Bringing a recurring pattern into your session is one of the most productive moves you can make. You might say, “I always end up in relationships where I feel overlooked,” or “Every time things go well at work, I find a way to pull back.”
These observations create conditions for a deep, focused conversation. Your therapist will help you trace the roots of those patterns and work toward real, lasting change rather than surface-level fixes.
This session is also a good place to challenge common myths about therapy you shouldn’t believe, including the idea that therapy only helps people in crisis. Pattern work benefits anyone who wants to understand themselves better and build a more intentional life.

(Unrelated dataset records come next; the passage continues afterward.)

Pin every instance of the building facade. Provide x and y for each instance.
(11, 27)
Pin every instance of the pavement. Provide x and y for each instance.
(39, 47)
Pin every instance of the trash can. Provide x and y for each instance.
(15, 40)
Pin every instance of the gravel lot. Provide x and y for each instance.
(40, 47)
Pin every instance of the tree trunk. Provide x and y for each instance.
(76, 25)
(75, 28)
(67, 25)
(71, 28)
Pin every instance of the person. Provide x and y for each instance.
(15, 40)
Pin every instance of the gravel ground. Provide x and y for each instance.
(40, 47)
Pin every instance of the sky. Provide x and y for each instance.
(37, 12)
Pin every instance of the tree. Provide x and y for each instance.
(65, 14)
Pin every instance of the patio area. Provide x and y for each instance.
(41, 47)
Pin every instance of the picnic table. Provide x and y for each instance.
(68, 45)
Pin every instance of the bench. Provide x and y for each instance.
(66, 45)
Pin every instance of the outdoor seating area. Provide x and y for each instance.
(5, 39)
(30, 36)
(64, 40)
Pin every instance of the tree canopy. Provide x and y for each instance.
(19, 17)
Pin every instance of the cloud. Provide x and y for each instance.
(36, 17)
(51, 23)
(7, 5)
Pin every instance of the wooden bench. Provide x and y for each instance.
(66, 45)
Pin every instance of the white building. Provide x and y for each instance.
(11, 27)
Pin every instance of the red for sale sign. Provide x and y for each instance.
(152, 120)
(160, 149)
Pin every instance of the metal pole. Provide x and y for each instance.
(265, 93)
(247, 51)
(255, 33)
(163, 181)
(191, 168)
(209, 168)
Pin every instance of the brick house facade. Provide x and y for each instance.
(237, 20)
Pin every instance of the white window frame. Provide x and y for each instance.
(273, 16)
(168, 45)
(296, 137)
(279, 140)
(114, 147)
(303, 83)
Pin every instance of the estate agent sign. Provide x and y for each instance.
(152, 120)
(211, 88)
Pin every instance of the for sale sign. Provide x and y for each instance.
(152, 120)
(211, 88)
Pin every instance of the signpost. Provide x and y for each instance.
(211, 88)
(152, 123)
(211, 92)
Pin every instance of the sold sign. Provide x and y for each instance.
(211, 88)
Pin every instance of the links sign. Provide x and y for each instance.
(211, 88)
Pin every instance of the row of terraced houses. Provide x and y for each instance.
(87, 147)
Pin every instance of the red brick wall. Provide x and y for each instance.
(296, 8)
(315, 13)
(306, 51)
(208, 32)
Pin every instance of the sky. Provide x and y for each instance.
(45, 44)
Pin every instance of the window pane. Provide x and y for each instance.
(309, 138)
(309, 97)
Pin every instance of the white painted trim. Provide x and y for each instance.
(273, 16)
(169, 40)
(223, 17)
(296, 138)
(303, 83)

5. Goals You Have and What Stands in the Way
Therapy is a powerful tool for building the life you want, not just for healing from the past. Sharing your goals with your therapist gives your sessions direction and purpose. Whether you want to feel more confident, strengthen a relationship, advance in your career, or simply feel less anxious on a daily basis, your goals deserve space in the conversation.
Be as specific or as broad as you want. Saying “I want to stop feeling stuck” is a completely valid place to start. Your therapist will help you clarify what you truly want and identify the internal and external barriers that stand between you and those goals.
For residents along the Gulf Coast, that might mean processing the aftereffects of storm trauma, adjusting to a major life change, or carving out more peace in a busy routine. It’s completely normal for these goals to shift over time as your needs and circumstances change. Whatever your goals look like, a good therapist will help you map a realistic and meaningful path forward.
You Always Have Something Worth Saying
Walking into therapy without a script is completely normal, and you don’t need to arrive with everything figured out. The five topics above will show you what to say in therapy, giving you a reliable place to start whenever the words don’t come easily. Keep this guide in mind before any session that feels daunting.
Finally, remember that showing up honestly, even when that honesty feels messy or incomplete, is exactly what therapy is built for. If you live in Long Beach or anywhere along the Mississippi Gulf Coast and you feel ready to take that step, reach out to a licensed therapist in your area. You deserve support that meets you right where you are.